There is no point in waiting for you.
You are, of course, everywhere,
In this house full of our lives together.
But all thoughts of you are recollections.
There is nothing more to anticipate.
Everything about you is back, back, in some past, dreamed or remembered.
I live in a strange, quiet place.”
These are fewer than half the lines of Lise Menn’s poem about life after her husband died. I recognize in them my own experience. I did not know how to imagine a life without my husband. I did not try. Despite the oncologist’s dire prognosis, Kent seemed to be doing okay. He was alive. I wanted to live with him while he was alive. Even now, I don’t know what I could have done to prepare for his death.
When Kent was first diagnosed with cancer 14 years ago, he found an estate attorney to make him a living trust. In the early weeks of this year Kent asked a lawyer friend for current recommendations so that I would have someone to help me administer the trust. Because of the trust no court had to get involved. That was Kent looking out for me.
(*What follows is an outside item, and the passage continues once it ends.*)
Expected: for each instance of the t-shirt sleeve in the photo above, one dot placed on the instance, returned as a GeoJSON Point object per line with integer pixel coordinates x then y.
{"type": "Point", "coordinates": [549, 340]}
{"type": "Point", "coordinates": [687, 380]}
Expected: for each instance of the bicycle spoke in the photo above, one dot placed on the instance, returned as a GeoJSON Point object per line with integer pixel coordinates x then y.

Kent and I were together for 30 years. Kent was my only long term relationship. We met when I was 28. Back in my teens and twenties I was mostly alone. I didn’t have a series of boyfriends. I wanted one. I wanted a lover very much, and I felt terribly lonesome. I did make friends here and there, and I didn’t live a sexless life. But I didn’t get the intimacy I yearned for. Not until Kent.
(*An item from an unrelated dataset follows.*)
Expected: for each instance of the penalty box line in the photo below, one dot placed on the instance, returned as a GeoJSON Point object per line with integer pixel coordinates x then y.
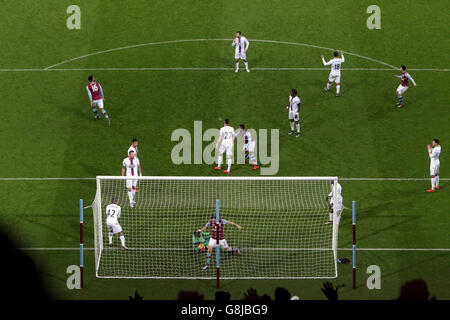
{"type": "Point", "coordinates": [258, 249]}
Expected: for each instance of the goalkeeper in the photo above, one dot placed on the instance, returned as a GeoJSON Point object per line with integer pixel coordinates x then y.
{"type": "Point", "coordinates": [200, 240]}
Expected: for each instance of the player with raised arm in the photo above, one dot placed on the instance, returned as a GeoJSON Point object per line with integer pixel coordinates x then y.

I’d been going to a board games night at the LGBT community center in Berkeley. The people there were nice enough, but I wasn’t spending time with them beyond the games. (I was surprised when I’d hear others laughing about going sailing together or some other outing.) When Kent showed up he was taken with me right away. Six years older, he was close to my age. He displayed a sharp wit and I liked looking at him. Kent had had boyfriends before me. I don’t know how long he was with any of them, but I got the feeling he was the marrying kind. Relationships break up. I think my longest was three months, but if you add up all the time he and I were actually together it was more like two weeks.
Kent liked to tell a story about how we met. We were playing Trivia Pursuit. We may even have been on the same team, and this question came up: “In the 1980 election who was the dream team?” Kent was bowled over when I knew the answer. Some politicos thought it would be amazing to have presidential candidate Ronald Reagan choose ex-Pres Gerald Ford as his running mate. That would be a dream team! I was fourteen at the time, but I was paying enough attention to politics that I picked up this tidbit. It didn’t seem to me a president would want as his VP a former president. You want the vice president (and everybody else) to be clear on who’s in charge. Ronald Reagan had the same thought, I guess.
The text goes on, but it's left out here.